親戚同士のお祭りに過ぎないが、山の中腹にあたる広場には大きなステージと紅白の布で覆われたやぐらが建てられていた。周りにはテントが並び、とうもろこしやじゃがバター、たこ焼きなどが振舞われる。ただ普通のお祭りと違うところは、そこからたこ焼きをいくら食べたとしてもお金を取られないことだった。


そのメインステージに、プログラムの終盤、紗知は1人で登場した。

薄桃色のシンプルな着物を身にまとい、落ち着いた様子で琴の前に座る。

小さな紗知に、ステージに置かれている琴は、玲奈の目には実際よりも更に大きく見えた。


紗知の指が弦を弾く。

そこから生まれた音は、玲奈の想像していたそれよりも遥かにくっきりとした、音の1つ1つが丸くなってそのまま浮かんでいるような、そんな音だった。

紗知が弦を弾く様は、指が空気を操って舞っているようで、時折強く弦を押さえる左手は力強くて、なんだか玲奈の知らない人の演奏を聴いているような、不思議な錯覚になった。


玲奈はピアノを少し弾ける程度で音楽の知識がないので、琴の上手さについては正直よくわからない。
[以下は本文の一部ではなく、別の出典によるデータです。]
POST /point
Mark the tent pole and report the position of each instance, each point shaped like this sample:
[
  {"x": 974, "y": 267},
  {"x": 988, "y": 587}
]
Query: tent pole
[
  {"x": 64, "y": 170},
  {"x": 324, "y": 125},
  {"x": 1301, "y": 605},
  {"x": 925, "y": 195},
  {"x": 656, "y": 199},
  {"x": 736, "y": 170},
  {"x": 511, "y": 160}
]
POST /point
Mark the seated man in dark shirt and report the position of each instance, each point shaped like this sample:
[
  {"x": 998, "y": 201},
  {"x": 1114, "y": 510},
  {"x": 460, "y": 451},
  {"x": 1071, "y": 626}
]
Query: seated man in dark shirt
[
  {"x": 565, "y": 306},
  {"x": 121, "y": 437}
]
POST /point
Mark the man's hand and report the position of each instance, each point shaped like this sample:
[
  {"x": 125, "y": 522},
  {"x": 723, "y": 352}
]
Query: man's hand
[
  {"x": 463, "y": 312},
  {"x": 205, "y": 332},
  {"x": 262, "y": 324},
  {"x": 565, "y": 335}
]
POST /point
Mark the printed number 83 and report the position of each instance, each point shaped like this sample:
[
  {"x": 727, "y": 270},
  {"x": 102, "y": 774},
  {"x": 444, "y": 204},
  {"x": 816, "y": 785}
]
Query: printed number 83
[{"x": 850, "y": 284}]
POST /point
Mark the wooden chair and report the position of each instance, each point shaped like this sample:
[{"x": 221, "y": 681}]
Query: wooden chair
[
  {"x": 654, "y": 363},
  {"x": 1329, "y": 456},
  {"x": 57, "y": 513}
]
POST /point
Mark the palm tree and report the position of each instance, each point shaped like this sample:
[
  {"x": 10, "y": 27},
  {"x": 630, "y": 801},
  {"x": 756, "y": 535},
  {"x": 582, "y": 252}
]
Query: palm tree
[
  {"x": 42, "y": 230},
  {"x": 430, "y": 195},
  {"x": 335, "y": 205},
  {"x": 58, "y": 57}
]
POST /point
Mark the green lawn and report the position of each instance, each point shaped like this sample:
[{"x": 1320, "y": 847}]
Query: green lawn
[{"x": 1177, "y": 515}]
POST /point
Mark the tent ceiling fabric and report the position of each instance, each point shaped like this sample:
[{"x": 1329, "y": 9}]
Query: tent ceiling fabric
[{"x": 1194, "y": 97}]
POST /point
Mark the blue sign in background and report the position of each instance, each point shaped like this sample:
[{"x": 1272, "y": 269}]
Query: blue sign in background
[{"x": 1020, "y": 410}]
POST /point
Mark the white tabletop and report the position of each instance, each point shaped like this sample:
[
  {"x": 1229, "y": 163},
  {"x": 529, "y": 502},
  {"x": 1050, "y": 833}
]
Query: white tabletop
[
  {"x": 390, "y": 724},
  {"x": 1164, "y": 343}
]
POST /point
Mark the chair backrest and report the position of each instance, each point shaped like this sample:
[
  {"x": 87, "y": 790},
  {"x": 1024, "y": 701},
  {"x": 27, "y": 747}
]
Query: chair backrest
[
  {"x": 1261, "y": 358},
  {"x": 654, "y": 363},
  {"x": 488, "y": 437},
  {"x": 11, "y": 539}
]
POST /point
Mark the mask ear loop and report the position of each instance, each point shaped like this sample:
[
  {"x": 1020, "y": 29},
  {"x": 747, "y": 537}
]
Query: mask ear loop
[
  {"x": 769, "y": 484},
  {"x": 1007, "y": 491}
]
それでも、このくっきりとした音と周りの大人のそれに聴き入る様子を見ていると、紗知は音楽の才能に恵まれた人なんだろう、と漠然と感じた。


先ほどの歌だってそうだ。

歌が得意でない玲奈からすれば、歌がうまくて、更にいきなり曲が頭に降ってくるなんて、想像することもできなかった。

「……すごいね、紗知」

思わず漏れた声に、隣で聴いている勇人が頷く。


「さっちゃんは、特別、なんだよ」


「え?」


琴の音色に集中していて、隣で呟いた勇人の言葉を聴きこぼしてしまう。慌てて勇人の方を向いて問いかけるが、勇人は紗知から視線をそらさず、なんでもない、と返されるだけだった。



ステージのプログラムが終わっても、夜中まで、更に次の日まで宴は続く。


しかし、次の日のお祭りが始まっても、全員でやぐらを囲って盆踊りを踊っても、紗知は玲奈と勇人に姿を見せることはなかった。